The housing market, affected by higher mortgage rates, shows signs of stabilization but remains weaker than last year.
Business investment is also being affected by higher interest rates.
The labor market remains strong, with job gains averaging 204,000 per month over the past quarter.
The unemployment rate is low at 3.7 percent, pointing to improved labor market conditions.
The Committee expects these trends to reduce inflationary pressures gradually and projects that the unemployment rate will rise slightly to 4.1 percent next year.
Inflation rates have declined but remain above the 2 percent target.
The Fed reports a 2.6 percent increase in total PCE prices and a 3.1 percent increase in core PCE prices, excluding food and energy, over the past year.
The FOMC acknowledges that more substantial evidence is needed to confirm a sustained trend toward the inflation objective.

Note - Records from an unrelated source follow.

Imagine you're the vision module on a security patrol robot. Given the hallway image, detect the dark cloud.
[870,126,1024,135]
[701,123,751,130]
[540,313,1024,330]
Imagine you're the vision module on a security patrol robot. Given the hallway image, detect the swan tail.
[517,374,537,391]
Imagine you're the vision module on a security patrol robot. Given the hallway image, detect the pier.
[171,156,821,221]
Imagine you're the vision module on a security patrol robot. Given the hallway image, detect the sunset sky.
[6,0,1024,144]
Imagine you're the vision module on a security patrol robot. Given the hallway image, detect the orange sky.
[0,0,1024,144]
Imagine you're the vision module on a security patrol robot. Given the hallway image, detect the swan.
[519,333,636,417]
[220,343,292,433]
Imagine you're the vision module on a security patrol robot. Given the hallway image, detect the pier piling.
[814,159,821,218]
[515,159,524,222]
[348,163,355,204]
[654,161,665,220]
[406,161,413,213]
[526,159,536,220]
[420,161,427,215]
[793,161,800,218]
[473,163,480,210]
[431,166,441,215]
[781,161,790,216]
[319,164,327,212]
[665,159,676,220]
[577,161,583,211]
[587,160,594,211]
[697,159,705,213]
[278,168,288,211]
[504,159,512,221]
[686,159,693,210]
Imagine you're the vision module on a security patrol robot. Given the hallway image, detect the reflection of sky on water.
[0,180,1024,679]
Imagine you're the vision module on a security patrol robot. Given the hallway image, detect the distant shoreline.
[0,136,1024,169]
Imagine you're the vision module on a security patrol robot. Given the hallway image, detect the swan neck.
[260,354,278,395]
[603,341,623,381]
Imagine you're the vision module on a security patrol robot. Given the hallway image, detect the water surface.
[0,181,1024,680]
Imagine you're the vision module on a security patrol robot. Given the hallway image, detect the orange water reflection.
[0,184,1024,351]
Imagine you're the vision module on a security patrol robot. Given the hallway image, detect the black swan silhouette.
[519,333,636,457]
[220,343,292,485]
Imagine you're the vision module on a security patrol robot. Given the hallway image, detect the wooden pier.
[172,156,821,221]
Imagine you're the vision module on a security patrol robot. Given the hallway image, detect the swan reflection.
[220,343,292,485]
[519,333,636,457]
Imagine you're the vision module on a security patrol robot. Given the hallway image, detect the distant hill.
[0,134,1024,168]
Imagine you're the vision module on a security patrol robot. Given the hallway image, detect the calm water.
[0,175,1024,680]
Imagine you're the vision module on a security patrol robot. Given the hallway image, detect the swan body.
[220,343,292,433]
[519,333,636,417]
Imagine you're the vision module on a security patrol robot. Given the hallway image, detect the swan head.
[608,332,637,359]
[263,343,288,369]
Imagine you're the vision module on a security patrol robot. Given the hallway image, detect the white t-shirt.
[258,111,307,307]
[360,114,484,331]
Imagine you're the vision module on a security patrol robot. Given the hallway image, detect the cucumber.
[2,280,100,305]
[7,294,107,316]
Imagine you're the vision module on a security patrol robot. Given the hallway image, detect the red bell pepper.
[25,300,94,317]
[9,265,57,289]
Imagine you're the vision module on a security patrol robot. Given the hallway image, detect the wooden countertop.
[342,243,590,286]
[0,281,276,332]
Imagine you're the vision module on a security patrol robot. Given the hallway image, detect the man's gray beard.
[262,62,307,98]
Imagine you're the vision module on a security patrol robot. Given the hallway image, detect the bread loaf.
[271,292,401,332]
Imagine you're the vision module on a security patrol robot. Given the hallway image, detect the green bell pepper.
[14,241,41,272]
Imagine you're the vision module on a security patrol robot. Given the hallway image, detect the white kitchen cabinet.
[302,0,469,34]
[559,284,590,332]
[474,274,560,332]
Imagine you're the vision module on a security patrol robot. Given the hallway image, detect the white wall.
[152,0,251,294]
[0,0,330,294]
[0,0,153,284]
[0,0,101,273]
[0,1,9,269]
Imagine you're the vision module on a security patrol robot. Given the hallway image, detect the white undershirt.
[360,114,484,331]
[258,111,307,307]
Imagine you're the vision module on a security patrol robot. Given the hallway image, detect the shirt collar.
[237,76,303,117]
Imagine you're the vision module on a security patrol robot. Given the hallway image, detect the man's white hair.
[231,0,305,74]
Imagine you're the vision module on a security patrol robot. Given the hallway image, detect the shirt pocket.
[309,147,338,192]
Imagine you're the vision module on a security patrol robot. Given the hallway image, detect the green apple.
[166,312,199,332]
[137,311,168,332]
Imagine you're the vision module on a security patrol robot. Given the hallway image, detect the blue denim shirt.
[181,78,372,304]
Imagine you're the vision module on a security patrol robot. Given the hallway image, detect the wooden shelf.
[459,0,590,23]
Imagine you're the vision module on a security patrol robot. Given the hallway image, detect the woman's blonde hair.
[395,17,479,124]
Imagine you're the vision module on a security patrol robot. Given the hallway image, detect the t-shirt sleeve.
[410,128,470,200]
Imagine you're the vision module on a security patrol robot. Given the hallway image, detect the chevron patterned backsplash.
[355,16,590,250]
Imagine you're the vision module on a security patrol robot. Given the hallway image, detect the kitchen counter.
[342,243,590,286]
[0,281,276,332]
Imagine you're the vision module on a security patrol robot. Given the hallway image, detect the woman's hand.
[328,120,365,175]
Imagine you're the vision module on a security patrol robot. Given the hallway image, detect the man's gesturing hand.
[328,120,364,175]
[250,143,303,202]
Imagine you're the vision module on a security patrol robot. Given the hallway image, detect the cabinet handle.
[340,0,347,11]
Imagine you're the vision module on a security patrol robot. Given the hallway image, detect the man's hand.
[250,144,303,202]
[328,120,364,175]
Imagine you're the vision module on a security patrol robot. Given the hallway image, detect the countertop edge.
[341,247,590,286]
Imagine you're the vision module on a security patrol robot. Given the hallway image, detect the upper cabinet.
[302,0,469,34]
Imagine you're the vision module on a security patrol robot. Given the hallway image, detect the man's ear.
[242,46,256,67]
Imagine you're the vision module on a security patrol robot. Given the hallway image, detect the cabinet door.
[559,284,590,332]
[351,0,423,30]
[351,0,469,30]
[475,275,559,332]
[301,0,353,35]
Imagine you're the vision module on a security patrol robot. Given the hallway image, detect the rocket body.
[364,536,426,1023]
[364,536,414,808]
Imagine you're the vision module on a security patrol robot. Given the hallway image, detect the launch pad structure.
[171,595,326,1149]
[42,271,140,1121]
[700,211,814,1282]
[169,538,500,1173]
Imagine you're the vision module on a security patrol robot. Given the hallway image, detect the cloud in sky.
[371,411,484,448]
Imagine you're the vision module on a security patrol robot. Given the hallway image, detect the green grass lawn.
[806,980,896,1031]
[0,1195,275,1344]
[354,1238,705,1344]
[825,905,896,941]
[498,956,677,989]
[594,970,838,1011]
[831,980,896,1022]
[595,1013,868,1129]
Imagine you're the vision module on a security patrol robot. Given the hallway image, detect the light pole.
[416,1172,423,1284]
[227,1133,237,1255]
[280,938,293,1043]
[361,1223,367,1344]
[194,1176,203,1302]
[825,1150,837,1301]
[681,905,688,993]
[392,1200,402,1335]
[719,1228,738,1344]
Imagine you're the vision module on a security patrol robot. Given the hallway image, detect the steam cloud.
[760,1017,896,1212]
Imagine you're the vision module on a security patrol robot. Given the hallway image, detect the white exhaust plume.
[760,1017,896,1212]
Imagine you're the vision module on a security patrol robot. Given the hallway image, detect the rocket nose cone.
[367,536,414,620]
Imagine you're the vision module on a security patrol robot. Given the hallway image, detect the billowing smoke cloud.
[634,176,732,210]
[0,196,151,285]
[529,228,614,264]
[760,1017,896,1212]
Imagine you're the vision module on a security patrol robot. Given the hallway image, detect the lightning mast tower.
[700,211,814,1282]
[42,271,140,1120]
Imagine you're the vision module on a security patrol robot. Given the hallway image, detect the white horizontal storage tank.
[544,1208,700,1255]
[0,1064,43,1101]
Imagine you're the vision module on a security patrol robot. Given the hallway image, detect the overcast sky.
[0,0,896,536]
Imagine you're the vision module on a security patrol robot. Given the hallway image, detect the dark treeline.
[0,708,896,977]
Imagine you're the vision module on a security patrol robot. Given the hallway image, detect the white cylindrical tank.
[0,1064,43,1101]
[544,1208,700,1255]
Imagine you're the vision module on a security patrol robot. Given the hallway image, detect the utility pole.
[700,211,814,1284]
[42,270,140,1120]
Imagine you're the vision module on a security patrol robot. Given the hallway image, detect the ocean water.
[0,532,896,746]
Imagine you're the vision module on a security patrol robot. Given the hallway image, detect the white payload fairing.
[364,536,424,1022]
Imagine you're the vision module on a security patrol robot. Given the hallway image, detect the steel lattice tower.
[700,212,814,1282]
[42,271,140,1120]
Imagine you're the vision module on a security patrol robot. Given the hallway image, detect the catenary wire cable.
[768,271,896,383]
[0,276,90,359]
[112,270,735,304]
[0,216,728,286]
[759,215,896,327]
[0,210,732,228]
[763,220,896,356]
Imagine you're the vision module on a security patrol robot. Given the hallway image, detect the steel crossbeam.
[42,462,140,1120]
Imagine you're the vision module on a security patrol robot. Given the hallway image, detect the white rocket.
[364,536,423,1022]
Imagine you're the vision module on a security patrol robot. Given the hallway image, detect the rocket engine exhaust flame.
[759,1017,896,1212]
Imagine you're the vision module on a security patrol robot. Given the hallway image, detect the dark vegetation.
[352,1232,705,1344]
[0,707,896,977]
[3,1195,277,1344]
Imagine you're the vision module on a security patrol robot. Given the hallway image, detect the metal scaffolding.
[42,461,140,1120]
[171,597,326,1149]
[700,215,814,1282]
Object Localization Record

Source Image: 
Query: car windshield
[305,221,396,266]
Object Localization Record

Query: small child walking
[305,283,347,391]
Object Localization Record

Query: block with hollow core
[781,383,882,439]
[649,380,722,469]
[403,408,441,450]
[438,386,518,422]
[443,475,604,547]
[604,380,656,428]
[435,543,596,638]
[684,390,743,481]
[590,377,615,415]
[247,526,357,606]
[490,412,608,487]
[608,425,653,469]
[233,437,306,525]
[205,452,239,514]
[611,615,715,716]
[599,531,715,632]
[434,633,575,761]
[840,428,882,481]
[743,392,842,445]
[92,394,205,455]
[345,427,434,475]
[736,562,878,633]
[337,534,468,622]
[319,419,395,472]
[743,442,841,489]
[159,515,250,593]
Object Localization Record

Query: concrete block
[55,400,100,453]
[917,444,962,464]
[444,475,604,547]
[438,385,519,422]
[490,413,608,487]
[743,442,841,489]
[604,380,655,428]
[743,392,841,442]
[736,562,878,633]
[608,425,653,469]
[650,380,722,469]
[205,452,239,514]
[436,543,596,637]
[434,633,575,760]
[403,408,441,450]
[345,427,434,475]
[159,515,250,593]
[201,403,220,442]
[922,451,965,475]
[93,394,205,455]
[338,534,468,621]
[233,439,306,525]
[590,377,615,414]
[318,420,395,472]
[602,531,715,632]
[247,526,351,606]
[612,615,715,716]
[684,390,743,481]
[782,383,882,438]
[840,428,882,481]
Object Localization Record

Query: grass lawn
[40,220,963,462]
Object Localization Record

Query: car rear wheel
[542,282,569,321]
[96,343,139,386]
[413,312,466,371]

The Summary of Economic Projections (SEP) projects a gradual decline in inflation: 2.8 percent this year, falling to 2.4 percent next year and targeting 2 percent by 2026.
The FOMC states that it is ready to modify policy to achieve the 2 percent inflation objective.
The ongoing changes in the post-pandemic economy will shape the Fed's policy decisions.
The Committee plans to adjust its strategy in response to new data and risk assessments, primarily focusing on restoring price stability to support long-term employment and stable prices.